A “big deal” forged to shutter the city’s infamous rubber rooms more than three years ago is getting dragged down by the city teachers union, the city charges in a lawsuit filed today.
Department of Education lawyers say the United Federation of Teachers has failed to hold up a key part of the agreement, which was struck with joint praise from Mayor Bloomberg and union President Michael Mulgrew in April 2010 to speed up the disciplinary process for teachers whom the city wants to fire. At the time, the city estimated it was spending $30 million a year to pay 550 teachers who were removed from the classroom and who languished — sometimes for years — in reassignment centers known as “rubber rooms” while they awaited a hearing.
A major element of the deal was to increase the pool of mutually acceptable arbitrators — from 23 to 39 — who rule on cases against teachers charged with incompetence or misconduct. But three years after the reforms were scheduled to take place, that number has actually fallen to 19 — while the number of teachers facing trials stands at over 400.
The lawsuit alleges that the UFT has repeatedly balked at approving enough arbitrators to hit the new target. Last month, the union agreed to invite just 14 arbitrators, and the selection process stalled entirely this month.
UFT President Michael Mulgrew has argued that the union cannot agree to the arbitrators whom the city proposes. In a letter to Chancellor Dennnis Walcott earlier this week, Mulgrew said the selection process would be faster “if the DOE would propose more qualified candidates.”
The arbitrator pool has also shrunk because the state does not always pay arbitrators for their work in a timely fashion. The State Education Department, which is responsible for the payments, recently reported a $2 million deficit in the “Tenured Teacher Hearing” fund, which is used to pay arbitrators in disciplinary cases.
A group of arbitrators are suing the state over the payments, including one who’s owed $200,000 in backpay. “The reason many of the very senior arbitrators [sic] no longer do these cases is the state would not pay us based on the work that we had done,” former arbitrator Arthur Riegel told WNYC.
Perhaps as a result, few people have wanted to take the job when it is offered. Just eight of the 14 arbitrators offered the position in August accepted.
“Many arbitrators are reluctant to work with the DOE,” UFT spokesman Dick Riley said today.
As a result, the speed of the disciplinary process appears to have barely budged since 2010.The department reported in its lawsuit that there are currently more than 400 teachers who require discipline hearings with the 19 arbitrators, and lawyers said they expect another 150 cases in the near future.
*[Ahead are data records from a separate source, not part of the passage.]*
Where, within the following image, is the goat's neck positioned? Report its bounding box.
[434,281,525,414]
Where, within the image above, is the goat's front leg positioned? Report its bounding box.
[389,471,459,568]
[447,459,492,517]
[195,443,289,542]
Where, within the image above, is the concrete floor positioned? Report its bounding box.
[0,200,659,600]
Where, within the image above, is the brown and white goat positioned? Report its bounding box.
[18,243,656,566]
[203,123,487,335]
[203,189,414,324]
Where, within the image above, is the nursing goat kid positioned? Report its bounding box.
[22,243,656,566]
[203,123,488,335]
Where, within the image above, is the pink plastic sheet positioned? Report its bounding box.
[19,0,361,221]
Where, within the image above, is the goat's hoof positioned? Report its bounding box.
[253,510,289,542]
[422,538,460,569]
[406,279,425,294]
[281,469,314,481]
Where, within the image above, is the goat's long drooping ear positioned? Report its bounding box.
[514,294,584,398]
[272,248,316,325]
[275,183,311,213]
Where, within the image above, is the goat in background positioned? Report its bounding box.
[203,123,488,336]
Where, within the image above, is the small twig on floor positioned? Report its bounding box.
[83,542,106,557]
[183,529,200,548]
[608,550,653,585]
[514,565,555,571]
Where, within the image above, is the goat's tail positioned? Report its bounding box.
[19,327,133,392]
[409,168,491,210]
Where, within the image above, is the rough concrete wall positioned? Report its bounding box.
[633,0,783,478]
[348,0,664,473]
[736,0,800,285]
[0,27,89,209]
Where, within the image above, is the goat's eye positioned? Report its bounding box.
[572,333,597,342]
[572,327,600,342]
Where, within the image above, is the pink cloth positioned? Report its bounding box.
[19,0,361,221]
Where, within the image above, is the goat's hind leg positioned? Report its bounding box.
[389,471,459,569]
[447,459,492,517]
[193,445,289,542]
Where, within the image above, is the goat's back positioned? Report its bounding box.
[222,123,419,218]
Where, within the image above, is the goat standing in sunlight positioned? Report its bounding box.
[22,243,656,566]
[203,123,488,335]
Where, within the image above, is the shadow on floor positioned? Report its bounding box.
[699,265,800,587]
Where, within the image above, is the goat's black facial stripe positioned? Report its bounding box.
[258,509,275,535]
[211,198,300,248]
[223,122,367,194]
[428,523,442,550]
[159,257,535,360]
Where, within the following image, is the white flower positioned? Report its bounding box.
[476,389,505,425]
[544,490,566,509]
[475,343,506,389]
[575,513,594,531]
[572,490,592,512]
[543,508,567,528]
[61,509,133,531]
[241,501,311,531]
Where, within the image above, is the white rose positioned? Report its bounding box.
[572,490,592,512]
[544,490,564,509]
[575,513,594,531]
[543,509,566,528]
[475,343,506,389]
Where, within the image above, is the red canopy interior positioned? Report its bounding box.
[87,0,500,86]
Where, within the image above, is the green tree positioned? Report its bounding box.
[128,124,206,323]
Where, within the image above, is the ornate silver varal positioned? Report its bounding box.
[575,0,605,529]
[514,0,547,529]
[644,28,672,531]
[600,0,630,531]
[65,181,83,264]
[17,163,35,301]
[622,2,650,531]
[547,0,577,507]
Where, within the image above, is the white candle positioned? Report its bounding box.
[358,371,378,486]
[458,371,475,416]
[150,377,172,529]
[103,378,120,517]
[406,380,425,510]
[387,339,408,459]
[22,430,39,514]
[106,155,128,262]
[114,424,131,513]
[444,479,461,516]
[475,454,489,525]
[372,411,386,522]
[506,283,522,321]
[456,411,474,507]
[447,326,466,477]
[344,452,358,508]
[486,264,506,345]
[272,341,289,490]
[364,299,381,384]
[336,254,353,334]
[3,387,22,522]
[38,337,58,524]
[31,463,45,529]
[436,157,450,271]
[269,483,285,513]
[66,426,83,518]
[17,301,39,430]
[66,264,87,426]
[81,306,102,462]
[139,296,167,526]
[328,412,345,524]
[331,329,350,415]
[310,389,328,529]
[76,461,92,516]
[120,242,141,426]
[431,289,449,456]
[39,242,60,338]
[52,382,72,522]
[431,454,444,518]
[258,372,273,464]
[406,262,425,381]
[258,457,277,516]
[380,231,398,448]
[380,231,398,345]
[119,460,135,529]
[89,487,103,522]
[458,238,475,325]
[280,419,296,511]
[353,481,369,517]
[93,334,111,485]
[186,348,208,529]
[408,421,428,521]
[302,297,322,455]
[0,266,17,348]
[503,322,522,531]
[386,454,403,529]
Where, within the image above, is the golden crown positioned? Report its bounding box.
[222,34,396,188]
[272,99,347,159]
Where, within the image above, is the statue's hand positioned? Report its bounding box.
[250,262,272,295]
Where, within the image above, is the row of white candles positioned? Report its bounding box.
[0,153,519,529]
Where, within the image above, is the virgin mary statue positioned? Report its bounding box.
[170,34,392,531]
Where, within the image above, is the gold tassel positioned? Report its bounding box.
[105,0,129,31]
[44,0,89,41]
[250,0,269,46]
The city said it is spending $8 million a year to pay teachers who have been removed from the classroom while they await arbitration.
Riley said the current pool of arbitrators would be “enough” if the department would consider using a less aggressive legal process called mediation. In that process, the teacher and the city first try to reach a settlement at a pretrial hearing to avoid starting arbitration. Union lawyers said that of 55 cases that went through this process this summer, 39 reached settlement without arbitration. In some cases, teachers agreed to resign or retire, while in others teachers accepted suspensions before returning to the classroom, union officials said.
“If the DOE was truly interested in in resolving cases efficiently, it would agree to our proposal to keep this process in place permanently,” Mulgrew wrote to Walcott this week.